A Zimbabwe judge has overturned a decision that barred jailed opposition legislator Roy Bennett from running in the general election because he is a criminal. This was the first judgment delivered by Zimbabwe's new Election Court ahead of a general election on March 31.

Judge Tendai Uchena ruled Tuesday that Zimbabwe's electoral authorities illegally refused Mr. Bennett's nomination as a candidate.

Election officials barred Mr. Bennett from standing when his nomination papers were presented last month, claiming that he was a criminal.

Judge Uchena said that Zimbabwe's constitution protects Mr. Bennett because he was punished by parliament and not a court of law.

Therefore, his judgment reads, Mr. Bennett is qualified by law to stand for election.

Mr. Bennett, is serving a year with hard labor in a rural prison after being found guilty of contempt of parliament by ruling ZANU-PF legislators after he knocked over a cabinet minister during a heated debate in parliament.

Judge Uchena also postponed election in Mr. Bennett's voting district until April 30, a month after the general election for 120 parliamentary seats.

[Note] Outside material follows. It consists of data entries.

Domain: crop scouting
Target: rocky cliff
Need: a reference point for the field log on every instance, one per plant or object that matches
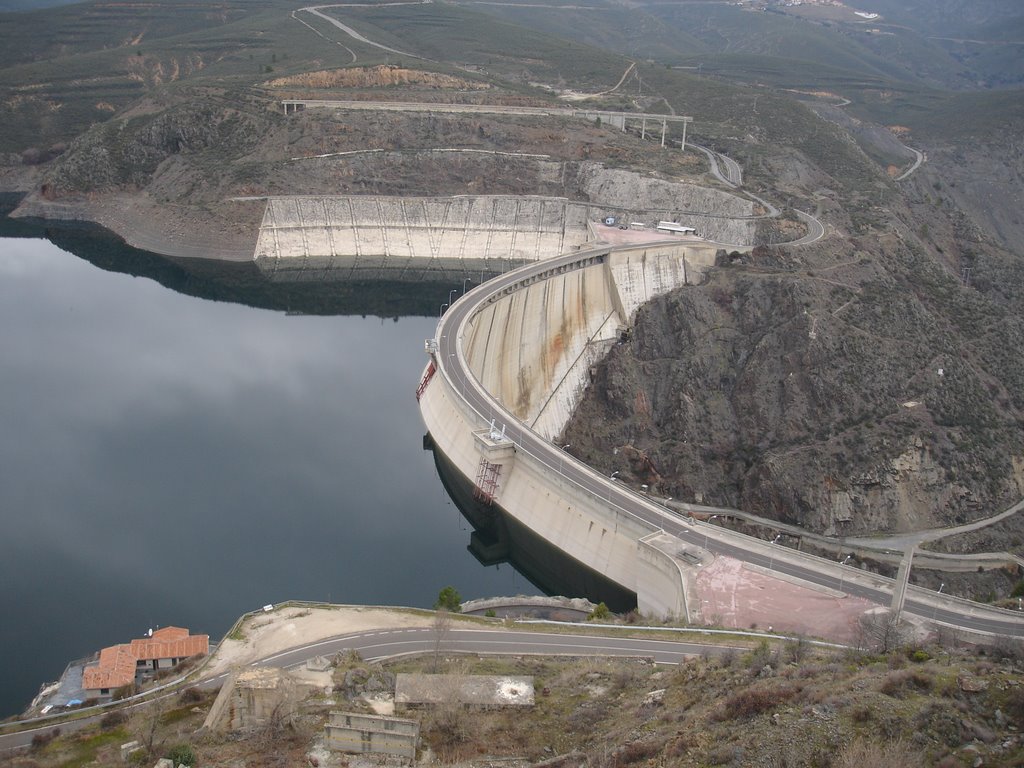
(850, 388)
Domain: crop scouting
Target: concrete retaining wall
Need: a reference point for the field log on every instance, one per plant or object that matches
(374, 233)
(547, 337)
(368, 237)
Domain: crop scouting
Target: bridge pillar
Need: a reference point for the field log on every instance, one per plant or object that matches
(902, 579)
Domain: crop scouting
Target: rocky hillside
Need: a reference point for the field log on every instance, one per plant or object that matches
(855, 386)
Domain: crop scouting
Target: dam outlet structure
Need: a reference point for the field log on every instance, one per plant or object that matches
(509, 365)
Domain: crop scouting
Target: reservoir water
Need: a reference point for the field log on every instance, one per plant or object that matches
(179, 457)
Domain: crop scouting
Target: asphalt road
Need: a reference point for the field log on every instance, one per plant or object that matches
(383, 644)
(813, 569)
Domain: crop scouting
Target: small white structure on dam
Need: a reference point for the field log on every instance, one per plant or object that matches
(528, 344)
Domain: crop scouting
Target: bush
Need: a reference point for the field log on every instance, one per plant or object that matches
(449, 599)
(900, 683)
(42, 738)
(181, 755)
(113, 719)
(755, 700)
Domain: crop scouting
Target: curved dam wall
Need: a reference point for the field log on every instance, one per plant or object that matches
(531, 348)
(430, 239)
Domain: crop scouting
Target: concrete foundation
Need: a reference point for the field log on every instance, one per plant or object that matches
(531, 349)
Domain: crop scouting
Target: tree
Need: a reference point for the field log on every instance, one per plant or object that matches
(442, 625)
(181, 755)
(449, 599)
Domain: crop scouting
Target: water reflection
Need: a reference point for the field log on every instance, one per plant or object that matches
(498, 538)
(168, 459)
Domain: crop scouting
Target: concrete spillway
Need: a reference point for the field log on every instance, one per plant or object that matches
(432, 239)
(528, 349)
(414, 238)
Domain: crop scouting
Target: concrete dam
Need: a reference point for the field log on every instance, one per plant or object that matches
(437, 239)
(516, 358)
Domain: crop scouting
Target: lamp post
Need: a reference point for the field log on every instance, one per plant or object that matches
(706, 529)
(771, 554)
(935, 608)
(842, 572)
(611, 477)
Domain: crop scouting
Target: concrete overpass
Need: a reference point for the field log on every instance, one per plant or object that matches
(615, 119)
(507, 368)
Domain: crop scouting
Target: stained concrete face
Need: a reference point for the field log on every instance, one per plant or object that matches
(416, 239)
(377, 235)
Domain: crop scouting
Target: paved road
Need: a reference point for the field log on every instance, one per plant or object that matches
(383, 644)
(732, 175)
(815, 229)
(452, 365)
(919, 158)
(902, 541)
(314, 9)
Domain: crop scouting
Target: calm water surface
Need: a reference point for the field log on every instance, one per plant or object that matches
(166, 459)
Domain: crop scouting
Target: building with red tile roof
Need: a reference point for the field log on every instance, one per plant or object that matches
(121, 665)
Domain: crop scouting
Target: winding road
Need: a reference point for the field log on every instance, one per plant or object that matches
(385, 644)
(452, 365)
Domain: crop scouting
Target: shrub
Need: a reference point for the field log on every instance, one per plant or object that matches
(181, 755)
(861, 753)
(42, 738)
(755, 700)
(900, 683)
(449, 599)
(113, 719)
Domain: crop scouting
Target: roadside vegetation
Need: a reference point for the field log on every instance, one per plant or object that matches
(771, 705)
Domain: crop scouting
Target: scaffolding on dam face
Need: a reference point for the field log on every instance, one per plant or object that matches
(486, 481)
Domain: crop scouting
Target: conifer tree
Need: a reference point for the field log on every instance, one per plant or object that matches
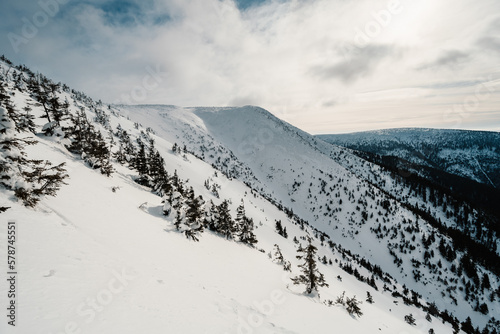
(310, 276)
(210, 219)
(245, 226)
(194, 215)
(30, 179)
(278, 258)
(352, 306)
(225, 223)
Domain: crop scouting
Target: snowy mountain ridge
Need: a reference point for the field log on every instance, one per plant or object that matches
(471, 154)
(370, 236)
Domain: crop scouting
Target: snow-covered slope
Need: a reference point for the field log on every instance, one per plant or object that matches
(471, 154)
(353, 202)
(101, 257)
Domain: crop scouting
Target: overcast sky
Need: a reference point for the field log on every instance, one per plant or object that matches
(326, 66)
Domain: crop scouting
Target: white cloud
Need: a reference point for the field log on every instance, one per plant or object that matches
(324, 65)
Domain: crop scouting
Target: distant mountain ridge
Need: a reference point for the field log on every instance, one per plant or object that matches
(471, 154)
(146, 182)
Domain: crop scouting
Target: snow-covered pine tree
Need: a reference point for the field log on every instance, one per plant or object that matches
(310, 276)
(194, 215)
(30, 179)
(278, 258)
(225, 223)
(352, 306)
(210, 216)
(244, 226)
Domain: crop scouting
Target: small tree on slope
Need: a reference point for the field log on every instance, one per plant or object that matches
(310, 276)
(245, 226)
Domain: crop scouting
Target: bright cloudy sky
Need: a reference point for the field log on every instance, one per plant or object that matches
(326, 66)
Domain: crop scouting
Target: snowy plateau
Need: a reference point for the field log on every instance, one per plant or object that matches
(165, 219)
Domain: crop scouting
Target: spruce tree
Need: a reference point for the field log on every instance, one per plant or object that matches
(225, 223)
(194, 215)
(352, 306)
(278, 258)
(310, 276)
(29, 179)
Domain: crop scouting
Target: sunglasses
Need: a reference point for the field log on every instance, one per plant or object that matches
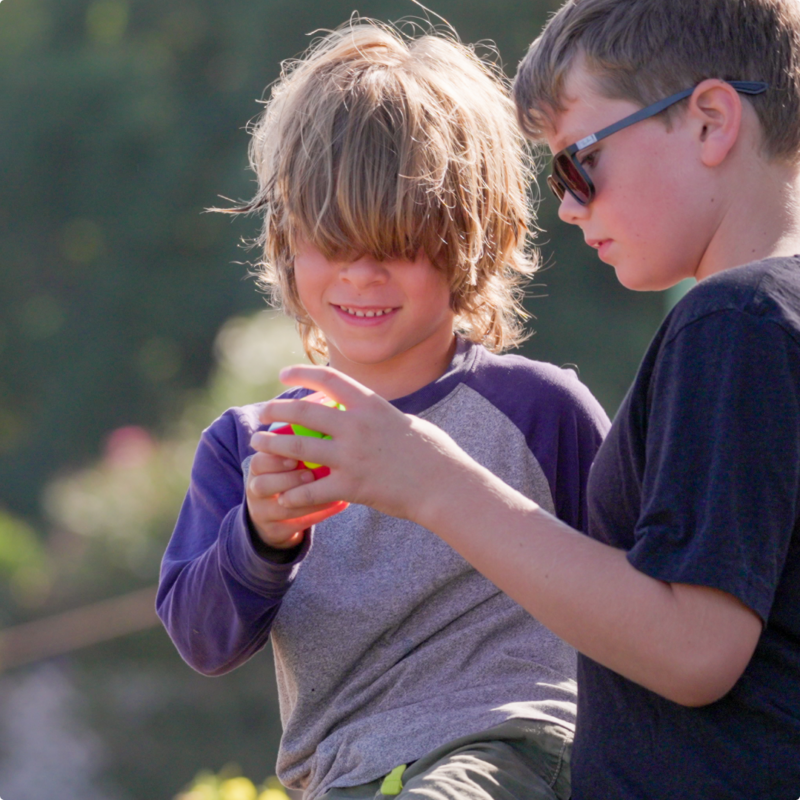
(569, 176)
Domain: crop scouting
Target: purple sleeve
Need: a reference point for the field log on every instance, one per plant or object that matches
(561, 420)
(217, 595)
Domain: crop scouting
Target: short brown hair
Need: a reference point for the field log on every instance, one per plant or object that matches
(645, 50)
(377, 142)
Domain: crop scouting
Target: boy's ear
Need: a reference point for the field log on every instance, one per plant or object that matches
(716, 109)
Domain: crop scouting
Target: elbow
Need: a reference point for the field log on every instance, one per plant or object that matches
(701, 679)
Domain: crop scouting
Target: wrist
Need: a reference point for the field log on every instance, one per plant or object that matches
(280, 551)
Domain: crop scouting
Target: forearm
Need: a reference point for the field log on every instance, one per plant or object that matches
(218, 605)
(666, 637)
(687, 643)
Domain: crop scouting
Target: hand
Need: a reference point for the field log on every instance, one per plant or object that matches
(378, 456)
(270, 475)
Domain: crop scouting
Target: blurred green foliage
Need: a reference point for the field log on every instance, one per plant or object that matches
(225, 786)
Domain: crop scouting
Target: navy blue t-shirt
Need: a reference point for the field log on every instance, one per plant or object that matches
(698, 480)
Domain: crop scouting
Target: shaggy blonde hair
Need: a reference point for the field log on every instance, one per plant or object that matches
(379, 143)
(646, 50)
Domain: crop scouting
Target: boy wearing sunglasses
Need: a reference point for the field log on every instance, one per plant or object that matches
(676, 129)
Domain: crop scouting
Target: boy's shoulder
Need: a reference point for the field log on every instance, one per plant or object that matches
(525, 388)
(768, 290)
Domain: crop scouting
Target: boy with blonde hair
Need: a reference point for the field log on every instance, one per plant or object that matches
(392, 182)
(675, 128)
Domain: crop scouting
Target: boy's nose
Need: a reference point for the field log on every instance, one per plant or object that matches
(570, 210)
(364, 271)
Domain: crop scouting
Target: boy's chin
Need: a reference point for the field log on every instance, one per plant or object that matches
(640, 279)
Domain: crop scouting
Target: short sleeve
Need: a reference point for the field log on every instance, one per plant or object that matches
(719, 491)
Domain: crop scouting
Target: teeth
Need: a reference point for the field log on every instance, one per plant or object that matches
(357, 313)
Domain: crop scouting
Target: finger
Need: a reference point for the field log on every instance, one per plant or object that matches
(334, 384)
(300, 412)
(318, 493)
(300, 448)
(271, 483)
(263, 463)
(281, 533)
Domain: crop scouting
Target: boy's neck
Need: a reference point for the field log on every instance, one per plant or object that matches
(403, 374)
(761, 219)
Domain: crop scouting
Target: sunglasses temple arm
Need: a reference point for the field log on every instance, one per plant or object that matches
(745, 87)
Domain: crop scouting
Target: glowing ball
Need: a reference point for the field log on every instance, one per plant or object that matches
(287, 429)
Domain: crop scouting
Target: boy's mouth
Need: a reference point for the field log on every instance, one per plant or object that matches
(365, 312)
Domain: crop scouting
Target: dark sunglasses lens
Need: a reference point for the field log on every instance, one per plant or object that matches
(568, 174)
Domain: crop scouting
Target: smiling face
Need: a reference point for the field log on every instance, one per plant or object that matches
(387, 324)
(651, 216)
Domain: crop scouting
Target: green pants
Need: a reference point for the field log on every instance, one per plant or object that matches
(519, 760)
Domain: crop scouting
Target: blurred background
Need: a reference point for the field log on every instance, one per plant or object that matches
(128, 323)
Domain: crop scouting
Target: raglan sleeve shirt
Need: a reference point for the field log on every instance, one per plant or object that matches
(218, 595)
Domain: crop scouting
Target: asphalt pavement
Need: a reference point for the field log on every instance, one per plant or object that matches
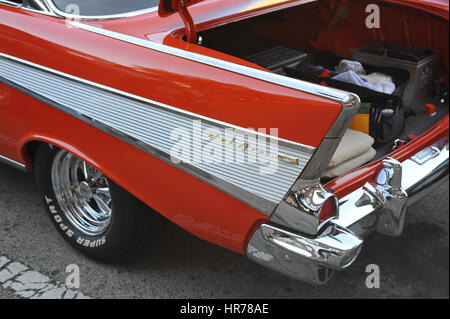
(179, 265)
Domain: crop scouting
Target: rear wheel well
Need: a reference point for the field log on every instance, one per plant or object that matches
(29, 152)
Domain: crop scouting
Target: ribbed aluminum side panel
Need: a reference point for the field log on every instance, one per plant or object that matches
(153, 125)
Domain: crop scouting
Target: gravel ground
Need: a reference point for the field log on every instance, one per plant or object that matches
(179, 265)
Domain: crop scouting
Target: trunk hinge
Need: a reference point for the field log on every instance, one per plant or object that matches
(191, 32)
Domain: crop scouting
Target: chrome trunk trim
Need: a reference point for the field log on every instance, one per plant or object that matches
(325, 92)
(416, 180)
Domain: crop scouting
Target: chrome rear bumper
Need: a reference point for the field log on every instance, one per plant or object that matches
(380, 205)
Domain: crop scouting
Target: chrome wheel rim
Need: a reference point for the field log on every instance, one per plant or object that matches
(83, 194)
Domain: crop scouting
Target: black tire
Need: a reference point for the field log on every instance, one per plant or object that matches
(131, 220)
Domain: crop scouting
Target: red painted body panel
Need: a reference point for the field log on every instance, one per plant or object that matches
(203, 210)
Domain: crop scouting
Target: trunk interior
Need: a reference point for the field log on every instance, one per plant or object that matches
(309, 41)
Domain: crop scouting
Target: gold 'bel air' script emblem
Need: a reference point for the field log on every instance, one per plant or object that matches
(247, 147)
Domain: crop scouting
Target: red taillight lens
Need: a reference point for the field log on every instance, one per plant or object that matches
(329, 210)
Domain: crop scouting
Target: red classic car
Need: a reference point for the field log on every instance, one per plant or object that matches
(284, 130)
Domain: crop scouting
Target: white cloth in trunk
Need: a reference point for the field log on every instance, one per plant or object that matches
(350, 164)
(352, 145)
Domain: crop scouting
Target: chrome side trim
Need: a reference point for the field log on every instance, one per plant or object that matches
(147, 124)
(13, 163)
(102, 17)
(10, 3)
(325, 92)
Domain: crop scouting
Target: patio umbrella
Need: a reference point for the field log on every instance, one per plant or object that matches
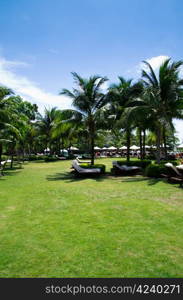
(180, 146)
(134, 147)
(112, 148)
(73, 148)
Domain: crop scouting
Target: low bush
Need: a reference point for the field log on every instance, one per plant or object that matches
(139, 163)
(100, 166)
(33, 157)
(155, 170)
(50, 158)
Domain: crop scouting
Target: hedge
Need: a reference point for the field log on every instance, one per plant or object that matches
(100, 166)
(139, 163)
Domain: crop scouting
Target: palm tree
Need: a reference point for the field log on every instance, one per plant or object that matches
(162, 99)
(87, 99)
(45, 125)
(4, 115)
(119, 96)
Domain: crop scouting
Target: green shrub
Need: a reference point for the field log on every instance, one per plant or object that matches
(139, 163)
(155, 170)
(50, 158)
(100, 166)
(33, 157)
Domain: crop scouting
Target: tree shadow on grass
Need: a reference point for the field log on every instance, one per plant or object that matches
(72, 177)
(152, 181)
(10, 172)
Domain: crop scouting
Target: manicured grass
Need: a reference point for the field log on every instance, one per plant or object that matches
(53, 225)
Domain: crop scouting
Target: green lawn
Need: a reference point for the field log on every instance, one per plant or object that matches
(53, 225)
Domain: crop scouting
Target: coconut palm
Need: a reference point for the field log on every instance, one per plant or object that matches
(162, 98)
(87, 100)
(45, 125)
(119, 96)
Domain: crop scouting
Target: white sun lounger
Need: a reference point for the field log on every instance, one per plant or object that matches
(124, 167)
(81, 170)
(82, 161)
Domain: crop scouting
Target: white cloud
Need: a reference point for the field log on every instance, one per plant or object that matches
(28, 89)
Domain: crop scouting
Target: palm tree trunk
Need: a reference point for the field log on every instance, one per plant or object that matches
(128, 136)
(92, 143)
(1, 150)
(158, 143)
(92, 151)
(144, 141)
(140, 142)
(164, 141)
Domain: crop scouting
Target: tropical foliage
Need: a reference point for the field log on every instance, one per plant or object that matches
(127, 112)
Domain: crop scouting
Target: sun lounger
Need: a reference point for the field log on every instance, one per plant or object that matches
(82, 161)
(174, 175)
(84, 171)
(2, 167)
(124, 169)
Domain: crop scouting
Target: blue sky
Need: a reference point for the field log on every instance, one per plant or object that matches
(42, 41)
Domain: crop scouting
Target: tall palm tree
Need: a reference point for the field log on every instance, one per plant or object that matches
(87, 100)
(162, 98)
(4, 115)
(45, 125)
(119, 96)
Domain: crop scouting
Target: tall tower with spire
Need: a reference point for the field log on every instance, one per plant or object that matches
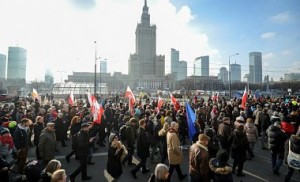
(144, 62)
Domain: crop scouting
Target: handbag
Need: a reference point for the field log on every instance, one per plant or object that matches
(293, 159)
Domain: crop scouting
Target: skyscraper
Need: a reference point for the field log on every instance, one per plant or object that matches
(16, 66)
(201, 66)
(182, 70)
(174, 61)
(236, 73)
(103, 66)
(255, 67)
(223, 75)
(145, 62)
(2, 66)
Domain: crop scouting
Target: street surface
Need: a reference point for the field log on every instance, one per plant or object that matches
(256, 170)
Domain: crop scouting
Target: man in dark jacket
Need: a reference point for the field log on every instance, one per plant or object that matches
(47, 143)
(294, 141)
(21, 142)
(130, 139)
(82, 153)
(142, 149)
(276, 139)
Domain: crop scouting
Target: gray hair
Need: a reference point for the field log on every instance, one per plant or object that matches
(160, 171)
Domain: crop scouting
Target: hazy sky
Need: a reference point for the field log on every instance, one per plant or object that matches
(59, 35)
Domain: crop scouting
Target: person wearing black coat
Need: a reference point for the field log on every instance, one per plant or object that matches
(239, 146)
(276, 140)
(142, 149)
(37, 129)
(294, 141)
(82, 153)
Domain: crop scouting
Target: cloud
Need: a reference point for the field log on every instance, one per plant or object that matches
(268, 35)
(282, 18)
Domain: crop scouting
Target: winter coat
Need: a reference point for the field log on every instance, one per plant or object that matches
(295, 146)
(251, 132)
(142, 144)
(114, 165)
(37, 129)
(47, 145)
(20, 137)
(199, 159)
(222, 171)
(276, 138)
(83, 147)
(175, 155)
(239, 145)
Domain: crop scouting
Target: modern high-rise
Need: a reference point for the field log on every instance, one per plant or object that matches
(144, 63)
(2, 66)
(174, 61)
(16, 65)
(182, 70)
(236, 72)
(223, 75)
(201, 66)
(255, 67)
(103, 66)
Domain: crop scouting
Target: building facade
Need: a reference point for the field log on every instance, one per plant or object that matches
(144, 63)
(236, 73)
(182, 70)
(201, 66)
(223, 75)
(103, 66)
(16, 65)
(2, 67)
(255, 67)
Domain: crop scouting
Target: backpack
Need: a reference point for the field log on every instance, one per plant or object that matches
(75, 141)
(293, 159)
(123, 132)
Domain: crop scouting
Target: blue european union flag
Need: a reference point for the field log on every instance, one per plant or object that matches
(191, 118)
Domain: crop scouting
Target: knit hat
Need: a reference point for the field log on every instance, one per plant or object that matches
(12, 124)
(277, 124)
(84, 125)
(111, 137)
(203, 137)
(4, 130)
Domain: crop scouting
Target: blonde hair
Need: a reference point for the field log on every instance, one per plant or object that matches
(59, 175)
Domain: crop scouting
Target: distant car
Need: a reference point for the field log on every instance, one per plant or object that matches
(5, 98)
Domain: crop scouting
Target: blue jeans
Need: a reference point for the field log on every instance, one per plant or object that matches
(277, 159)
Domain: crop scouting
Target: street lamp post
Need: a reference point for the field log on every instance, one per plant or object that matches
(95, 79)
(230, 73)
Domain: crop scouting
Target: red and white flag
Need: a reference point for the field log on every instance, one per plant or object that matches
(97, 110)
(71, 99)
(244, 99)
(160, 102)
(175, 102)
(131, 98)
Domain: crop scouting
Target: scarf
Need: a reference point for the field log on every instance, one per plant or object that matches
(7, 140)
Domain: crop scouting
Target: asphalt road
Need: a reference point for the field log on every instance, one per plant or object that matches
(256, 170)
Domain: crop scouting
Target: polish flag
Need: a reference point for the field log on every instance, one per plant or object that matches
(131, 98)
(160, 102)
(97, 110)
(175, 102)
(71, 99)
(244, 99)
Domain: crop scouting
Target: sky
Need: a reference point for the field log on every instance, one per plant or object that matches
(60, 35)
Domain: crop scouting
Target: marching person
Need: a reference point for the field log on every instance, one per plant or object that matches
(82, 151)
(199, 160)
(47, 143)
(142, 149)
(175, 155)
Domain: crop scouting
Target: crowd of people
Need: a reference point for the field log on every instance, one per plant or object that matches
(224, 129)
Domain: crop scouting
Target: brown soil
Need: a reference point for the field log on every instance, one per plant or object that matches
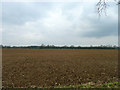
(54, 67)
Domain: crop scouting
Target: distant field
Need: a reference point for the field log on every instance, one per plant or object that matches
(58, 67)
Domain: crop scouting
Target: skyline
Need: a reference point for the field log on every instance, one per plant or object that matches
(53, 23)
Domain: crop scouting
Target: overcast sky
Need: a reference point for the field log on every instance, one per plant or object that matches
(53, 23)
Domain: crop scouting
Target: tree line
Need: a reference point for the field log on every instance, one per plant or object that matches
(63, 47)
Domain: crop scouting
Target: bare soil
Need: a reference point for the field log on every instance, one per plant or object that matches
(58, 67)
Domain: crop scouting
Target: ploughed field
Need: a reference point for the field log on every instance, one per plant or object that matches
(58, 67)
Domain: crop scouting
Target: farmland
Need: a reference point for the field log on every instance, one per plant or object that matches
(58, 67)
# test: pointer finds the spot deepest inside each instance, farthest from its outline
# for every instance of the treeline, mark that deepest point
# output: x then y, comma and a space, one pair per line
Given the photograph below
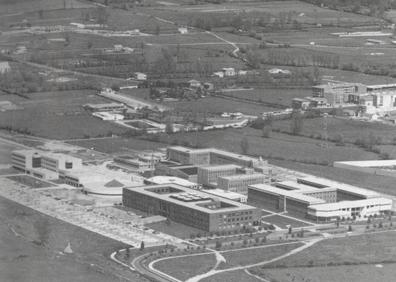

Mr. Bennett's wife Heather reluctantly agreed to stand in his place after his candidacy was refused at nomination court last month.

She welcomed Judge Uchena's ruling and said her husband would be pleased and that he would be standing for election from his prison cell. She said she would continue campaigning for him.

Mr. Bennett could be released at the end of June if he is given three months remission for good behavior.

Mr. Bennett was elected in 2000 as a candidate of the newly formed opposition group, Movement for Democratic Change, in a poverty stricken district in southeastern Zimbabwe. He received a 30 percent majority in the district, which had been a stronghold of the ruling ZANU-PF. Human rights monitors say he is among the most persecuted of Zimbabwe's opposition MPs and he and his associates have regularly been arrested and tortured.

Lawyers representing Mr. Bennett said Tuesday as far as they can tell new electoral laws provide no opportunity for the state to appeal this judgment. The Zimbabwe government has so far not reacted to the judgment.